From what you said, it seems the reason is the failure of the entire system and many institutions that were responsible here, as well as poor coordination, that is, their mutual cooperation. Thus, the organization of work. And what kind of law do we have when it comes to preventing violence? You launched an initiative on amendments to the law. What do these amendments refer to?
- They refer to the fact that in the law, a child must be treated as a victim of domestic violence, even though no psychological or physical violence was committed against the child, and the child was only an observer. This was pointed out to us by a number of cases where a child adopts the behaviour model of either a bully or a victim in his secondary family. So, such a system, system is actually not the right expression, such behaviour is transmitted generationally. I have been monitoring this phenomenon since 2003, and I can truly say with a lot of certainty that it is exactly as I said, namely that it is necessary to prevent violence from being transferred from one family to another, etc.
We still do not have an epilogue, that is, you still don't have complete information about what exactly happened and who failed here, whose responsibility it will be.

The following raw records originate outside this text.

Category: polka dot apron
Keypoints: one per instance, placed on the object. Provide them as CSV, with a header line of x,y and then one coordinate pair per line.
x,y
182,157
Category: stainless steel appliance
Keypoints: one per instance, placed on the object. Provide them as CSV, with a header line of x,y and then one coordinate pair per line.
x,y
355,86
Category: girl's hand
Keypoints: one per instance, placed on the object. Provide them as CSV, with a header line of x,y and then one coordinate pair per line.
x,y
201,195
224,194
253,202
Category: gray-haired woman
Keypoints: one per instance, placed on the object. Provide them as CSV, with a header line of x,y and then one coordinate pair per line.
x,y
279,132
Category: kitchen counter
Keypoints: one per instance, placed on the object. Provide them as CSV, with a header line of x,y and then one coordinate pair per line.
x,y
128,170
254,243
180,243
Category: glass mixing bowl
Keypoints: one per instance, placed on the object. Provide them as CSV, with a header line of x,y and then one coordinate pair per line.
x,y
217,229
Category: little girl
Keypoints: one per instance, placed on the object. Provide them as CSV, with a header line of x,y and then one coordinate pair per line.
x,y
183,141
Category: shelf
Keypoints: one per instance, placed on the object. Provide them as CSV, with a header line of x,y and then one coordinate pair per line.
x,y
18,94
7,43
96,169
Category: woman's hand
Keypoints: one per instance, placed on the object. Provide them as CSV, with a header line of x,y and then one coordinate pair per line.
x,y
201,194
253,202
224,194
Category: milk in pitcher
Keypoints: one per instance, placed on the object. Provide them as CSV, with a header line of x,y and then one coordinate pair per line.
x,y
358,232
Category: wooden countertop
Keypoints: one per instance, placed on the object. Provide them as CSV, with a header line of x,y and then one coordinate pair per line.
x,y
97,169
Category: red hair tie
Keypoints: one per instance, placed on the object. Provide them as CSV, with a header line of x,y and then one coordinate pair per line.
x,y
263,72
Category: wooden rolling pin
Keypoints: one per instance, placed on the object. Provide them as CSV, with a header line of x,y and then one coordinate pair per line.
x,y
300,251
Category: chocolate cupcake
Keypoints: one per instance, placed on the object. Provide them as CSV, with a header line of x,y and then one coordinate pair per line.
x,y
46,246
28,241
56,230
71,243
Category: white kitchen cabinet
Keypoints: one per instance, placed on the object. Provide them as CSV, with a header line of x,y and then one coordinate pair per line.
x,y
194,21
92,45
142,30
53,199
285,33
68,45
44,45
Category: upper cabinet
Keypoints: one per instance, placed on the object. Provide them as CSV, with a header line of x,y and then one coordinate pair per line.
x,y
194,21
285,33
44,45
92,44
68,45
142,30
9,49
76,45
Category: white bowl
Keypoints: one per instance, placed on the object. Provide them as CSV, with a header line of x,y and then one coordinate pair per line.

When responsibility is established, when we have responsible persons and they are adequately punished for it, will something change in the system after that, because we all wonder if there are more children like this, whom the system has lost somewhere?
- The entire procedure needs to be carried out, it needs to be determined which body made an oversight, an omission, whether it did not act when it should have acted, whether it worked incorrectly. You should always locate the person in that body who made the mistake. We cannot blame the entire body, or determine collective responsibility and stop there. The person who made a mistake has his/her own name, surname, or there are more people who made a mistake. So, there are many names and surnames. It's the only way for someone, excuse the expression, to come to their senses and do their job the way it should be done.
Thank you very much for talking about this topic for Euronews.